When the CSI announced rule changes for the ‘Championship of Makes’ sports car racing seasons of 1968 to 1971 Porsche saw an opportunity. The Rules which reducing engine capacity were aimed at attracting F1 engine manufacturers into sports car racing, improving competition and reducing costs. As the current manufacturers in sports car racing would not have 3ltr engines available in time the CSI allowed 5Ltr Group 4 Sports Cars to participate, providing a minimum of 50 cars had been manufactured. The aging Ford GT40 and the Lola T70 coupes could still compete against these new racers which included the new Porsche 917 which won le Mans on the 14th of May, 1970.

   For the 1971 Can-Am and German interserie series Porsche developed the 917 into an open Spyder called the 917-10. Hans Mezger and Ferdinand Piëch oversaw the development of the 917 and the resultant 917 derivatives. An air cooled flat-12 cyl’ engine had twin overhead camshafts and twin spark plugs fed from two distributors, it was mid positioned in the light space frame chassis and had a longitudinally mounted gearbox capable of holding four, or five, gears as needed. A horizontally mounted cooling fan sat on top of the engine in the customary Porsche manner.

   As well as the engine and chassis having several exotic alloys, titanium and magnesium in their construction other methods of weight reduction were also used, like using Balsa wood for the gear lever knob and using the actual tubular frame to transfer oil to the front oil cooler rather than use exposed piping.

   3 Porsche 917 Interserie built mostly out of crashed or redundant 917 coupes and these were particularly successful in the German Interserie with Leo Kinnunen using chassis 917/10-004 to win the 1972 title and also used Porsche 917 spyders to take the 1971 and 1973 Interserie titles as well. The 917-10 chassis was not so successful in the Can-Am series. The normally aspirated engines were turbo fed from mid 1972 and Mark Donohue used a 917/10 Turbo to set pole position for the 1972 Mosport Can-Am race on the 2nd of June and finished second.

   By the end of 1972 the 1000hp Porsche 917-10 turbo spyders, with altered bodywork, won both the Inter series for Leo Kinnunen and the Can-Am championship for George Follmer. 
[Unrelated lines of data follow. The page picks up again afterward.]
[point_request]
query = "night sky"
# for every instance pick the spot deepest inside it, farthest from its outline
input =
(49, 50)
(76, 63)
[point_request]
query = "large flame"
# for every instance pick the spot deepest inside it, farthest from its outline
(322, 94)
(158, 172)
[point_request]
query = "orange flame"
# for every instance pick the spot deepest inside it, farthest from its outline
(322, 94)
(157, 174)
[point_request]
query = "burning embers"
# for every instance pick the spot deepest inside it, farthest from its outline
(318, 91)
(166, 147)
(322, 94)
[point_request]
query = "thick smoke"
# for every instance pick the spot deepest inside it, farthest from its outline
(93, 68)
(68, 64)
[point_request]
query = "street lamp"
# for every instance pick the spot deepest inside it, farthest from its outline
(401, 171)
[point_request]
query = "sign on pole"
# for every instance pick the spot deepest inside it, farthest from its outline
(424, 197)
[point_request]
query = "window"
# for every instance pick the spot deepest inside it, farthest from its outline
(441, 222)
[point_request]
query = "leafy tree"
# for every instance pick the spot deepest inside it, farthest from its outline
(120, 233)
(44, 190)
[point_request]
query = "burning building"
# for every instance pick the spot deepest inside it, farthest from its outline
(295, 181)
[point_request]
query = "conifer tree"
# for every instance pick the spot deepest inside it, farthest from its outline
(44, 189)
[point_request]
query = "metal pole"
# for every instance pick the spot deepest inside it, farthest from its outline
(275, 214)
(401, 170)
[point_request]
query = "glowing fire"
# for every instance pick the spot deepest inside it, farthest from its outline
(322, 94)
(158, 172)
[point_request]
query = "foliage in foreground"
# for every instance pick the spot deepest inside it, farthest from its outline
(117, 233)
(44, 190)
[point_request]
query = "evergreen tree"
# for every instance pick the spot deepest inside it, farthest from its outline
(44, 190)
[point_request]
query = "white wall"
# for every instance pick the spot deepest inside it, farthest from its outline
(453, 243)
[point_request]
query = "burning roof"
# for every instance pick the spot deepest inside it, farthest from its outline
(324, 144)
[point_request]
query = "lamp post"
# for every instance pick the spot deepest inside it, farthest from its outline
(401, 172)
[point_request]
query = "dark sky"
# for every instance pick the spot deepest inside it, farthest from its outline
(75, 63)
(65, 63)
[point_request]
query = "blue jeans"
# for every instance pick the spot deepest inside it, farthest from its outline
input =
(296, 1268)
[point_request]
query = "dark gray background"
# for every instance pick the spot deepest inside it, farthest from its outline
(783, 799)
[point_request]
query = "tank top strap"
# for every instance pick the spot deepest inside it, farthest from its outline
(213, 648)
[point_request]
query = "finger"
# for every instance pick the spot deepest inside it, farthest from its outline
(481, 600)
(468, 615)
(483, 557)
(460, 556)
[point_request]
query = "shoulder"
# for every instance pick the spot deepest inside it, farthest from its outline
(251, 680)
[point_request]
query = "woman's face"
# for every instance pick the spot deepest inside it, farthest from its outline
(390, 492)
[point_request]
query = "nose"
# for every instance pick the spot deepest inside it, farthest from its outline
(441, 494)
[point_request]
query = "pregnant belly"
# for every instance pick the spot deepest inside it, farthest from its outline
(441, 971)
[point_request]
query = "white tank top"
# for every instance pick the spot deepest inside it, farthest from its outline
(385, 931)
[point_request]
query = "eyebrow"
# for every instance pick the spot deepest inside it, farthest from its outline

                                                                     1/32nd scale kit.
                                                                         Built by Rod.

   Matchbox made some fantastic kits in the 1970s, most are highly saught after and a very few have been re-released by Revell since 2010. This kit, # PK-303, was also released in the USA by AMT, in the L&M sponsorship colours of George Follmer's Penske racing car as well as the Martini livery. There are several other liveries available within the slot car decal manufacturers, where this kit also enjoyed success as a conversion base for slot car racing enthusiasts, and from 'Indycals' in the USA.

   The kit itself follows Matchbox typical levels of detail and occasional complexity but with a little patience builds into a lovely model. With the number of customer versions and slot car decal sets it is well worth investing in; regardless of being in 1/32nd scale or even because of that as the kit still sells more cheaply than exotic resin items!

   Rod built his model of the 917-10 in the 1970s not long after it went on sale and is painted by brush with Humbrol enamels. Humbrol metal paints of the day were not at all easy to work with but this car seems to have stood up to the tests of time quite well, in some places the kit chrome plating hasn't lasted as well as the paint!